Fico me perguntando: o que um vegano envangelista diria a um original esquimó? Seriam esse povos do ártico também “vampiros”, sanguinários primitivos, condenados a serem bestas quadradas por sua dieta carnívora? O que diriam aos indígenas americanos, todos incluindo animais abatidos em suas dietas ancestrais? Quem está sendo ignorante (de ignorar os estudos antropológicos, por ex.), dogmático e agressivo?
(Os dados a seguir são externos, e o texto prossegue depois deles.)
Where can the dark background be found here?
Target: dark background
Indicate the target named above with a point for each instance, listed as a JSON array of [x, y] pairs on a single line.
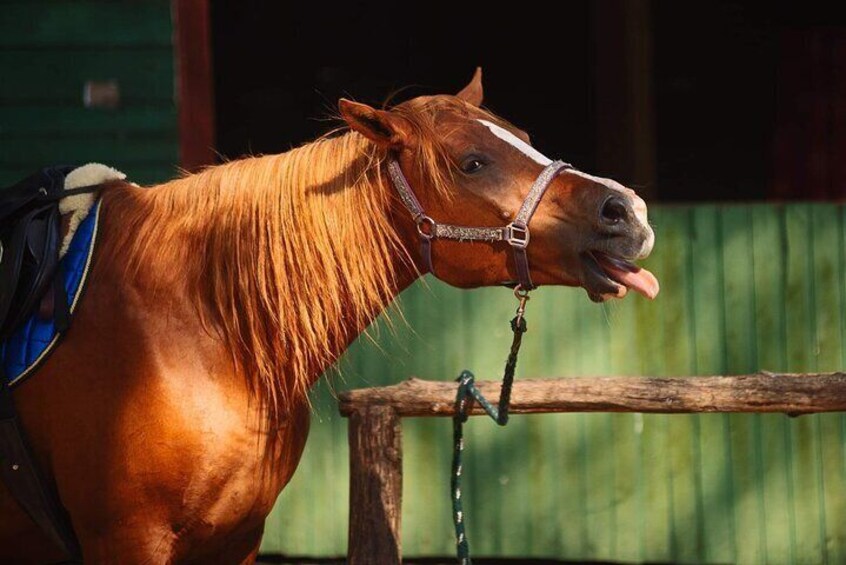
[[687, 101]]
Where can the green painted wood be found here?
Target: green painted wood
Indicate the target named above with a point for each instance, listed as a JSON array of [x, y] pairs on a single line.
[[66, 121], [51, 76], [743, 287], [49, 49], [60, 23], [113, 149]]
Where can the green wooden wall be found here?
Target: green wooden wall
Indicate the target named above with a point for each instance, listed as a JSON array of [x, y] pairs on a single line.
[[49, 49], [743, 288]]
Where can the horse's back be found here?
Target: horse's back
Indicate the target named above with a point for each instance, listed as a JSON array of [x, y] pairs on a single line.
[[153, 444]]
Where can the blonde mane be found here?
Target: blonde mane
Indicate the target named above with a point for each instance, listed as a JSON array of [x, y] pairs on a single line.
[[295, 253]]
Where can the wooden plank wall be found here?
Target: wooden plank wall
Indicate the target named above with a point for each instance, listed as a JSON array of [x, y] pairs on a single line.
[[49, 49], [745, 287]]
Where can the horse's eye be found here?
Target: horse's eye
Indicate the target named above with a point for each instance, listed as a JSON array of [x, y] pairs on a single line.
[[472, 165]]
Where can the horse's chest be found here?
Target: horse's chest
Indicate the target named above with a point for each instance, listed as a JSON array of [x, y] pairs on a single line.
[[234, 486]]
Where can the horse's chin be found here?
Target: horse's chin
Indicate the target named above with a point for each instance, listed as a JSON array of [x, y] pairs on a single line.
[[606, 276]]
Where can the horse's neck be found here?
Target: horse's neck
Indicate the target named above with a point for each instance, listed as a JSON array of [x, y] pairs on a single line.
[[304, 293]]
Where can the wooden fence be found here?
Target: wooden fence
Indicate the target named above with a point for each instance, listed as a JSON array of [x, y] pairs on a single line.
[[375, 433]]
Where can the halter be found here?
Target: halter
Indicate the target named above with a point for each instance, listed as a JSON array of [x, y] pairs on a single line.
[[516, 233]]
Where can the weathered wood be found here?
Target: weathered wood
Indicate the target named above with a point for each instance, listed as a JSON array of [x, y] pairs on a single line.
[[763, 392], [375, 437]]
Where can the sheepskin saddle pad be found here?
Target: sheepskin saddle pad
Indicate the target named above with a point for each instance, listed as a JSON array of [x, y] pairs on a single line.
[[48, 230]]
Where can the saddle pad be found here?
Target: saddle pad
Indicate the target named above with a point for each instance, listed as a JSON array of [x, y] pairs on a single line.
[[31, 344]]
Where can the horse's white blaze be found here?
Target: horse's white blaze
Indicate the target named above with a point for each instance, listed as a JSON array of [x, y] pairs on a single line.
[[517, 143]]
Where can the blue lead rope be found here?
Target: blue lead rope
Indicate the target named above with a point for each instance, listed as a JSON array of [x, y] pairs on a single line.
[[467, 394]]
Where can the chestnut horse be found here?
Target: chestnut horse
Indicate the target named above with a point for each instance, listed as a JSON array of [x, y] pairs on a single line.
[[176, 408]]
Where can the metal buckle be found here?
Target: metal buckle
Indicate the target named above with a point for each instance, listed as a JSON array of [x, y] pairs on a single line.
[[421, 221], [517, 236]]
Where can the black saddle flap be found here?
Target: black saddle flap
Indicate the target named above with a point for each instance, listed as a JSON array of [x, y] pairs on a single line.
[[30, 233]]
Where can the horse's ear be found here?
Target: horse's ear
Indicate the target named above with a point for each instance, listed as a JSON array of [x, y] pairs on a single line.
[[382, 127], [473, 93]]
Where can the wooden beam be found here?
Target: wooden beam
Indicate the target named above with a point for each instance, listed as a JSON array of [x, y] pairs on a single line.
[[194, 87], [792, 394], [375, 437]]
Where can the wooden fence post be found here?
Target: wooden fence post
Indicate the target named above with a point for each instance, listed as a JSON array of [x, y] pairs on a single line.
[[375, 438]]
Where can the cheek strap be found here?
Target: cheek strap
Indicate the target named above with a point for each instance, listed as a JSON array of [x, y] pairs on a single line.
[[515, 234]]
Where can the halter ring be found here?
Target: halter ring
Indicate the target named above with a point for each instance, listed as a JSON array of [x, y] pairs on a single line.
[[423, 220]]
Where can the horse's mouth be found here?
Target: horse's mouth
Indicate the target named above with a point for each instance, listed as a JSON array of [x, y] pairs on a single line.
[[606, 276]]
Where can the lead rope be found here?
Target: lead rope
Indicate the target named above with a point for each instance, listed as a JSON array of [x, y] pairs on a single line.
[[467, 393]]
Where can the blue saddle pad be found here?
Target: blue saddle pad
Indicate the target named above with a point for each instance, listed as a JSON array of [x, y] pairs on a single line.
[[33, 342]]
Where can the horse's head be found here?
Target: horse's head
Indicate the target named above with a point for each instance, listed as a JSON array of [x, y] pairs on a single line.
[[469, 168]]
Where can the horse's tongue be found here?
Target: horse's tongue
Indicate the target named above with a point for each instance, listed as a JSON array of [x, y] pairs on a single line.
[[639, 280]]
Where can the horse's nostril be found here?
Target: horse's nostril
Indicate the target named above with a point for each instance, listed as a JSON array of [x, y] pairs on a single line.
[[614, 210]]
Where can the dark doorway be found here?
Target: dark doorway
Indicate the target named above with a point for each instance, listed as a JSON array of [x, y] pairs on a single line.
[[687, 102], [281, 67]]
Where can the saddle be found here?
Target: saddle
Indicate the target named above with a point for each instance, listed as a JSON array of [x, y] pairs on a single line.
[[30, 236], [30, 241]]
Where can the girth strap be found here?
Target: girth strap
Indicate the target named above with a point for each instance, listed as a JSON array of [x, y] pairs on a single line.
[[516, 233]]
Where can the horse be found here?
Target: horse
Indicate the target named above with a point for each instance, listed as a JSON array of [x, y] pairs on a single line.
[[175, 410]]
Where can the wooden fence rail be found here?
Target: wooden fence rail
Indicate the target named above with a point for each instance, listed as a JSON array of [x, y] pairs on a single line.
[[375, 433]]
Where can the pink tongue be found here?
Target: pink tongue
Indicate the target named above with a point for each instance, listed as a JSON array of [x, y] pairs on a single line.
[[641, 281]]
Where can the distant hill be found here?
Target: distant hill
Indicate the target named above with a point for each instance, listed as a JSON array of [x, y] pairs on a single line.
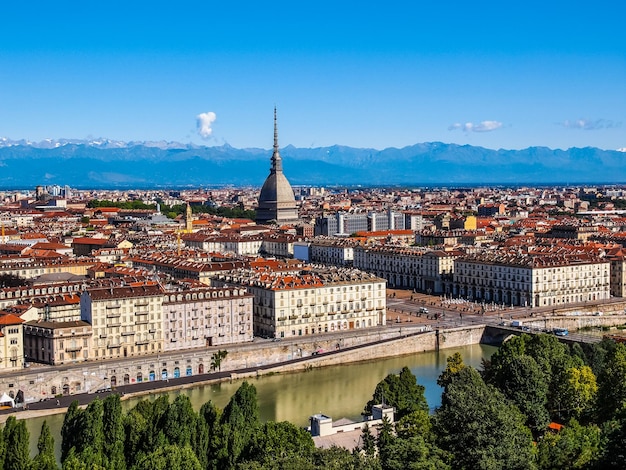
[[111, 164]]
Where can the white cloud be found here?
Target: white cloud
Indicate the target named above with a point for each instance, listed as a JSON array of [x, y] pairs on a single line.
[[589, 124], [483, 126], [203, 124]]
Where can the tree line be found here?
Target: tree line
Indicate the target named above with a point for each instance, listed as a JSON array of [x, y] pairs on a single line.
[[501, 416]]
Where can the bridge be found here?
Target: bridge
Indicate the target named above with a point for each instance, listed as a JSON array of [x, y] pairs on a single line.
[[498, 334]]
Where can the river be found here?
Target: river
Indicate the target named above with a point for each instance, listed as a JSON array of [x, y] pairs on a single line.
[[337, 391]]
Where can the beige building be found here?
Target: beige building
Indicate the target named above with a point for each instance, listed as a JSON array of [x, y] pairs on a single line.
[[126, 320], [11, 342], [57, 342], [311, 301], [197, 318], [333, 251], [618, 273], [409, 268], [533, 280]]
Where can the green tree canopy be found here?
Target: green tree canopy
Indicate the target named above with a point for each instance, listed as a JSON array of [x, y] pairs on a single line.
[[400, 391], [480, 428], [575, 446], [612, 382], [45, 458], [16, 436]]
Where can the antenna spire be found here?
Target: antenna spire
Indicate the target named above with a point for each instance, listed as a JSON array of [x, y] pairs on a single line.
[[277, 161]]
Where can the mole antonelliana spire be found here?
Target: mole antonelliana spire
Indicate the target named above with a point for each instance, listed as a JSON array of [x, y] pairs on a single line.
[[276, 200]]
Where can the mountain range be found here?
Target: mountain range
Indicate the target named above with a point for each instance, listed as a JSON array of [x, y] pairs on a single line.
[[102, 163]]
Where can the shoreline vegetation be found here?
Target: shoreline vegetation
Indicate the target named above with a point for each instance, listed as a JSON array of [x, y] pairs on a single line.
[[536, 404]]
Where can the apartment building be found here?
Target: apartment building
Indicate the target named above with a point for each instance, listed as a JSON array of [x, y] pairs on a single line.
[[11, 342], [57, 342], [532, 279], [333, 251], [311, 300], [126, 320], [408, 268], [194, 318]]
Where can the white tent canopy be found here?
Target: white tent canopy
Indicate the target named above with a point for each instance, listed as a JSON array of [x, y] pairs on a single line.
[[6, 400]]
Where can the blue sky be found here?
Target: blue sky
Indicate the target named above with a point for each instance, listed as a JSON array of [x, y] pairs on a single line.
[[363, 74]]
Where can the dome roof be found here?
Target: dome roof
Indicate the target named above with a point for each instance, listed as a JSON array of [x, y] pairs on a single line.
[[276, 200]]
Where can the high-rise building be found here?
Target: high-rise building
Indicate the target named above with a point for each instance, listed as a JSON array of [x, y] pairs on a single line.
[[277, 202]]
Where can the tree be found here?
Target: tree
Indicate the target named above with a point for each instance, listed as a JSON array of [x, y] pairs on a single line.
[[369, 442], [217, 358], [400, 391], [179, 424], [614, 452], [578, 391], [281, 442], [454, 366], [524, 383], [612, 382], [480, 428], [16, 436], [113, 429], [575, 446], [169, 457], [216, 451], [45, 459], [240, 421], [70, 432]]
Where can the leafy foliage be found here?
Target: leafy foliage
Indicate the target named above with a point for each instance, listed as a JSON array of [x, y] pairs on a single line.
[[480, 428], [400, 391]]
E os outros animais carnívoros? Também seriam de “baixa espiritualidade”? Um leão ou lobo é um ser “pior”, mais “cruel” e “feio” que um hipopótamo ou alce? Ah! Os humanos são animais “superiores”, então, com maiores “responsabilidades”, “consciência”, é isso? Me soa pretensioso, embora admita que, há indicações das nossas potentes interferência no ecossistema planetário e que está na hora de revertermos um processo que poderá por em risco inúmeras vidas da Terra. A alimentação mais concentrada em vegetais pode ser uma colaboração para pouparmos água, por exemplo (vi dados do alto uso de água como insumo ao desenvolvimento de bovinos para corte). Mas até mesmo para cultivar algumas alfaces é inevitável que alguma minhoca ou outro animal do solo seja sacrificado pela enxada...
Comer sempre terá um componente agressivo a outro ser. Dá para fugir desta natureza?